Duarte Pape e Rodrigo Rebelo de Andrade, que também são primos, chegaram às ilhas do golfo da Guiné para trabalhar numa ONG local, em desenvolvimento e cooperação. "Na altura estávamos ainda a estudar e ficámos fascinados com o património das roças, que era precisamente o espaço de acção em que trabalhávamos. Achámos que tinha imenso potencial", conta Duarte. Começou aí um novo projecto, para o qual arrastaram o fotógrafo Francisco Nogueira.

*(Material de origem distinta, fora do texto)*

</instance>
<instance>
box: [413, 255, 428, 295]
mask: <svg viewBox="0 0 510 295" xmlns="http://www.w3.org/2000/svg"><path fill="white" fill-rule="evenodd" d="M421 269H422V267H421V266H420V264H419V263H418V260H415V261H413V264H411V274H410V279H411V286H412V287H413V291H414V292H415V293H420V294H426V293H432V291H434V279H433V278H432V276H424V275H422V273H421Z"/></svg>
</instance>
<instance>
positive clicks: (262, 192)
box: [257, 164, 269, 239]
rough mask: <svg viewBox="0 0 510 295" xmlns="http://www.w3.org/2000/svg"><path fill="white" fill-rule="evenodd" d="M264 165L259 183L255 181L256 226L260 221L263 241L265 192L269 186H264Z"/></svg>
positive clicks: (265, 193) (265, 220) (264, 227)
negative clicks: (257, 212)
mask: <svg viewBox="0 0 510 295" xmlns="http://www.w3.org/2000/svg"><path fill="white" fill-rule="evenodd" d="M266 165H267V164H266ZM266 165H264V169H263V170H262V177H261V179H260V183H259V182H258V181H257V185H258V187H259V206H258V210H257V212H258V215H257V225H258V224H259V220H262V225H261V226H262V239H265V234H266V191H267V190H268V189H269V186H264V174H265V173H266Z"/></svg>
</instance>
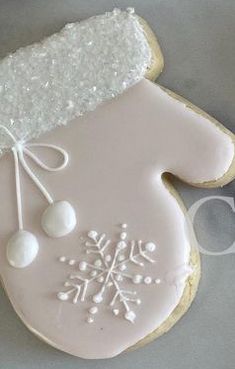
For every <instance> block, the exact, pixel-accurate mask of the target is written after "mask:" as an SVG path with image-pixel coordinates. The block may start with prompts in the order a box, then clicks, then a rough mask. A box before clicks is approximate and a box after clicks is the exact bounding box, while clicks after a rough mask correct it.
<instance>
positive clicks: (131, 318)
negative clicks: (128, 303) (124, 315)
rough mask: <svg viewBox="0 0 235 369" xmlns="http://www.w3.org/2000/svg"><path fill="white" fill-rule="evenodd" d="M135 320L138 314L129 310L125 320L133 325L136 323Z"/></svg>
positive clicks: (132, 311) (125, 316)
mask: <svg viewBox="0 0 235 369" xmlns="http://www.w3.org/2000/svg"><path fill="white" fill-rule="evenodd" d="M135 318H136V314H135V313H134V311H132V310H129V311H127V312H126V314H125V319H127V320H129V321H130V322H131V323H134V321H135Z"/></svg>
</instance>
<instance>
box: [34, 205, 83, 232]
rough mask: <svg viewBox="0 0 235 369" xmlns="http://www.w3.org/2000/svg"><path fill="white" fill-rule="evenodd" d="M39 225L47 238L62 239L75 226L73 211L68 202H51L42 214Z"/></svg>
mask: <svg viewBox="0 0 235 369" xmlns="http://www.w3.org/2000/svg"><path fill="white" fill-rule="evenodd" d="M41 224H42V228H43V230H44V231H45V232H46V233H47V235H48V236H49V237H53V238H57V237H63V236H65V235H67V234H68V233H70V232H71V231H72V230H73V229H74V228H75V226H76V224H77V219H76V213H75V210H74V208H73V207H72V205H71V204H70V203H69V202H68V201H56V202H53V203H52V204H50V205H49V206H48V207H47V209H46V210H45V211H44V213H43V214H42V219H41Z"/></svg>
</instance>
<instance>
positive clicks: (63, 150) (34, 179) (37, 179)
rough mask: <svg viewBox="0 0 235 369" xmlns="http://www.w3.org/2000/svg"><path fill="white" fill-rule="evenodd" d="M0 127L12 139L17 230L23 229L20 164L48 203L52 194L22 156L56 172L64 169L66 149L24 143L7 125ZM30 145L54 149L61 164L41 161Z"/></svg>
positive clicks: (37, 163) (40, 167) (12, 149)
mask: <svg viewBox="0 0 235 369" xmlns="http://www.w3.org/2000/svg"><path fill="white" fill-rule="evenodd" d="M0 129H2V130H4V131H5V133H6V134H7V135H8V136H9V137H10V138H11V139H12V141H13V143H14V145H13V146H12V148H11V150H12V152H13V157H14V165H15V186H16V201H17V213H18V225H19V230H22V229H23V213H22V195H21V185H20V164H21V165H22V167H23V168H24V170H25V172H26V173H27V174H28V176H29V177H30V178H31V179H32V181H33V182H34V183H35V185H36V186H37V187H38V189H39V190H40V191H41V193H42V194H43V195H44V197H45V198H46V200H47V201H48V203H49V204H52V203H53V198H52V196H51V195H50V193H49V192H48V190H47V189H46V188H45V187H44V186H43V184H42V183H41V182H40V180H39V179H38V177H37V176H36V175H35V174H34V173H33V171H32V170H31V168H30V167H29V165H28V164H27V163H26V161H25V157H24V156H25V155H26V156H28V157H29V158H30V159H31V160H32V161H34V163H35V164H37V165H38V167H40V168H42V169H44V170H47V171H49V172H57V171H60V170H62V169H64V168H65V167H66V166H67V164H68V160H69V156H68V153H67V151H65V150H64V149H62V148H61V147H59V146H56V145H52V144H44V143H24V142H21V141H19V140H17V139H16V138H15V136H14V135H13V134H12V133H11V131H10V130H9V129H8V128H7V127H5V126H3V125H1V124H0ZM30 147H46V148H49V149H52V150H54V151H57V152H58V153H60V154H61V155H62V157H63V161H62V164H61V165H59V166H57V167H50V166H49V165H47V164H45V163H44V162H43V161H41V160H40V159H39V158H38V157H37V155H35V154H34V153H33V152H32V151H31V150H29V148H30Z"/></svg>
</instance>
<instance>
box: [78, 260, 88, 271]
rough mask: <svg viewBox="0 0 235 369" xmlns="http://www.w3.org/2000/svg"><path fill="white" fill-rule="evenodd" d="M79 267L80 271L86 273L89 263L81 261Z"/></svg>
mask: <svg viewBox="0 0 235 369" xmlns="http://www.w3.org/2000/svg"><path fill="white" fill-rule="evenodd" d="M78 267H79V270H81V271H84V270H86V268H87V263H86V262H85V261H81V262H80V263H79V265H78Z"/></svg>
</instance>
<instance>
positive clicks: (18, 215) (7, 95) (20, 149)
mask: <svg viewBox="0 0 235 369" xmlns="http://www.w3.org/2000/svg"><path fill="white" fill-rule="evenodd" d="M162 64H163V63H162V56H161V52H160V49H159V46H158V44H157V41H156V40H155V39H154V37H153V35H152V33H151V31H150V30H149V28H148V26H147V25H146V24H145V23H144V21H142V20H141V19H140V18H139V17H137V16H136V15H135V14H134V13H133V11H132V10H128V11H126V12H121V11H118V10H114V11H113V12H112V13H107V14H105V15H101V16H97V17H93V18H91V19H89V20H87V21H84V22H81V23H76V24H69V25H67V26H66V27H65V29H64V30H62V31H61V33H59V34H57V35H54V36H52V37H50V38H48V39H46V40H45V41H43V42H42V43H41V44H35V45H32V46H29V47H27V48H24V49H21V50H19V51H17V52H16V53H15V54H13V55H10V56H8V57H6V58H5V59H4V60H3V61H2V62H1V64H0V86H1V89H0V98H1V99H0V118H1V126H0V129H1V131H0V134H1V148H2V156H1V159H0V168H1V170H0V183H1V192H0V203H1V209H0V216H1V222H0V273H1V279H2V281H3V285H4V287H5V289H6V292H7V295H8V296H9V299H10V301H11V303H12V305H13V307H14V309H15V311H16V313H17V314H18V315H19V317H20V318H21V319H22V321H23V322H24V323H25V324H26V326H27V327H28V328H29V329H30V330H31V331H32V332H33V333H35V334H36V335H38V336H39V337H40V338H42V339H43V340H45V341H46V342H47V343H49V344H50V345H52V346H54V347H56V348H58V349H60V350H63V351H66V352H68V353H71V354H73V355H76V356H79V357H83V358H107V357H112V356H115V355H117V354H119V353H120V352H122V351H125V350H127V349H129V348H130V347H132V346H133V347H138V346H139V345H141V344H144V343H146V342H148V341H150V340H152V339H153V338H155V337H157V336H160V335H161V334H162V333H164V332H166V331H167V330H168V329H170V328H171V327H172V326H173V325H174V323H175V322H176V321H177V320H178V319H179V318H180V317H181V316H182V315H183V314H184V312H185V311H186V310H187V308H188V307H189V305H190V303H191V302H192V300H193V298H194V296H195V292H196V289H197V285H198V281H199V276H200V261H199V255H198V252H197V250H196V249H195V248H193V247H192V246H193V245H192V240H191V239H189V237H188V234H187V232H186V227H185V209H184V207H183V205H182V202H181V200H180V198H179V196H178V195H177V194H176V192H175V190H174V189H173V188H172V185H171V184H170V182H169V179H167V178H168V177H167V176H165V174H166V173H171V174H173V175H175V176H177V177H179V178H181V179H182V180H184V181H186V182H188V183H190V184H193V185H197V186H205V187H206V186H216V185H223V184H225V183H226V182H228V181H229V180H230V179H232V177H233V176H234V165H233V161H234V138H233V135H232V134H231V133H230V132H228V131H227V130H226V129H225V128H223V127H222V126H221V125H220V124H219V123H218V122H216V121H215V120H213V119H212V118H211V117H209V116H208V115H206V114H205V113H203V112H202V111H200V110H199V109H197V108H195V107H193V106H192V105H191V104H189V103H188V102H186V101H184V100H183V99H182V98H180V97H178V96H176V95H175V94H173V93H172V92H169V91H168V90H166V89H164V88H162V87H161V86H159V85H156V84H154V83H152V82H151V81H150V80H148V79H146V78H145V77H148V78H154V76H157V75H158V74H159V73H160V71H161V68H162ZM47 203H48V204H47Z"/></svg>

Regressados a Portugal, meteram mãos à obra e começaram a investigar o que havia documentado sobre o tema das roças, que era na verdade "muito pouca coisa", como explica Duarte. O primeiro grande passo viria depois, quando Rodrigo decidiu fazer desta ideia a sua tese de final de curso.

Para se perceber a importância de documentar este património perdido na periferia desse grande mundo que é África, é necessário conhecer a importância que tinham em São Tomé e Príncipe. A organização territorial de todo um país foi feita com base nas roças, que entraram mato adentro para conseguirem chegar a pontos mais distantes da costa. "Eram estruturas muito complexas. Só quem lá vai é que acredita na imponência deste património. E esse é o encantamento das roças. De facto, este modelo é único. Não acreditamos que exista outro país que se tenha desenvolvido com base num modelo de roças como motor de um grande desenvolvimento e que tenha na sua estrutura interna todos estes elementos, das escolas aos hospitais, às pontes e aos portos", conta-nos Duarte.

descolonização O primeiro passo para a degradação deste património começou precisamente aqui, há não mais de 38 anos. Quando os proprietários começaram a desaparecer, as roças foram nacionalizadas. Com o tempo, o Estado deixou de ter meios de manter os trabalhadores e abandonou grande parte delas. "Mas as comunidades continuaram a habitá- -las. E agora está tudo retalhado. As pessoas têm o seu pequeno cantinho com as suas plantações", explica Duarte. E, continua o primo, Rodrigo, "a partir do momento em que uma coisa não é de ninguém ninguém cuida. Ou seja, as roças começaram a entrar em colapso".

"As Roças de São Tomé e Príncipe" é um livro de dois arquitectos com colaboração fotográfica de um fotógrafo/ arquitecto, em que a visão arquitectónica é amparada pela social. Não esqueçamos que foi uma ONG que os trouxe a estas terras. "O objectivo do livro é mostrar a importância cultural das roças e procurar que ao mesmo tempo isso possa ser motor para a regeneração das comunidades que aí vivem em condições de subsistência", explica Duarte.

Mas o outro arquitecto deixa um aviso: "O livro não pretende julgar nada, só alertar e dizer "Isto tem qualidade e isto é vosso e o que fizerem com isto é o vosso futuro". No fundo, quisemos fazer um documento que preservasse a memória e incitasse o público a apaixonar-se pelo património, sejam ou não são-tomenses."